Points feel abstract. "60,000 points" doesn't mean much until you know what they're worth — and that varies wildly depending on how you use them.
What points are actually worth
Points have a floor and a ceiling:
- Floor (cash equivalent): Most cards let you redeem points for statement credits at 1¢/point. 60,000 points = $600. Same as cash back.
- Portal value: Chase Ultimate Rewards, Amex Membership Rewards, and Capital One miles are worth 1–1.5¢ when used through their travel portals. 60,000 points = $600–$900 in flights and hotels.
- Transfer value: The ceiling. Transfer to an airline or hotel partner and you can extract 2–4¢ per point for premium cabins. 60,000 United miles transferred from Chase = a $3,000 business class seat to Europe.

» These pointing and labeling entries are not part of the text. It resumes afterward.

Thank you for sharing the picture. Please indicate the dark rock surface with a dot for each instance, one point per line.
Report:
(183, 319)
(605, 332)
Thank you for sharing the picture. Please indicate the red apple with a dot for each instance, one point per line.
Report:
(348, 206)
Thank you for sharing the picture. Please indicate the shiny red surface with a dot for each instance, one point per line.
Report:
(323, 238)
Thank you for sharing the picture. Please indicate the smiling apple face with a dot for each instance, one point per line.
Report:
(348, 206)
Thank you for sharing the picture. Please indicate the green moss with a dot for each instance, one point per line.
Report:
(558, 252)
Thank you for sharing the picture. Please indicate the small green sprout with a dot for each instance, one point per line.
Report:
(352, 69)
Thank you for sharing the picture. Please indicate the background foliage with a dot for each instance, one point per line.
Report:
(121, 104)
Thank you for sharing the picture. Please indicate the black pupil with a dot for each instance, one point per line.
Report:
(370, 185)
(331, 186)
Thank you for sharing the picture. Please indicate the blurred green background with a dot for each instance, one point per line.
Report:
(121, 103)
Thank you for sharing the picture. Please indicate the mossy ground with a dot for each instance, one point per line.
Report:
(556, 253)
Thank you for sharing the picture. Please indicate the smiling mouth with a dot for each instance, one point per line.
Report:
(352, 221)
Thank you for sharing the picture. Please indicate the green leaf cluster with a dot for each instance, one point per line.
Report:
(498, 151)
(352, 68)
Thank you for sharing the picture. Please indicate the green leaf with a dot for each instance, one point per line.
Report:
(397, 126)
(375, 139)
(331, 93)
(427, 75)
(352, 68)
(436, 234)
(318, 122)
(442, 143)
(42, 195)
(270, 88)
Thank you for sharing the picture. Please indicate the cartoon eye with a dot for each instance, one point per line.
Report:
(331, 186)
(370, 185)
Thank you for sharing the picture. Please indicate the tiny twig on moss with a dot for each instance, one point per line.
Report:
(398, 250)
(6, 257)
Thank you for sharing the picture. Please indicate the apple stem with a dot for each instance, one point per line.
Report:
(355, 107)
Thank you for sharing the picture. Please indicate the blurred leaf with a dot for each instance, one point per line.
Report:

The three types of points users
The casual redeemer: Uses points for statement credits or portal bookings. Gets 1–1.5¢/point. At this level, a flat 2% cash back card often beats a 2x points card — because points aren't being used at their ceiling.
The portal optimizer: Books flights through Chase Travel or Amex Travel using points. Gets ~1.5x value. A 3x dining card earns the equivalent of 4.5% back on dining — meaningfully better than 2% cash.
The transfer partner player: Transfers to airlines and hotels, targets specific award sweet spots. Can extract 3–6¢/point. This is where points decisively win — a $10,000 business class seat for 70,000 transferred points is 14¢/point.
The honest recommendation
If you'll never bother with transfer partners: get cash back. Citi Double Cash (2% on everything) is genuinely excellent and underrated.
If you'll book one international trip every year or two: the math heavily favors a transfer-capable card like Chase Sapphire Preferred or Amex Gold. The points you earn on everyday spend can cover a premium flight redemption worth $2,000–$4,000.
The worst outcome is earning points on a transfer card and then redeeming them for 1¢ cash back — you've paid a premium fee for no extra value. Commit to one strategy and optimize for it.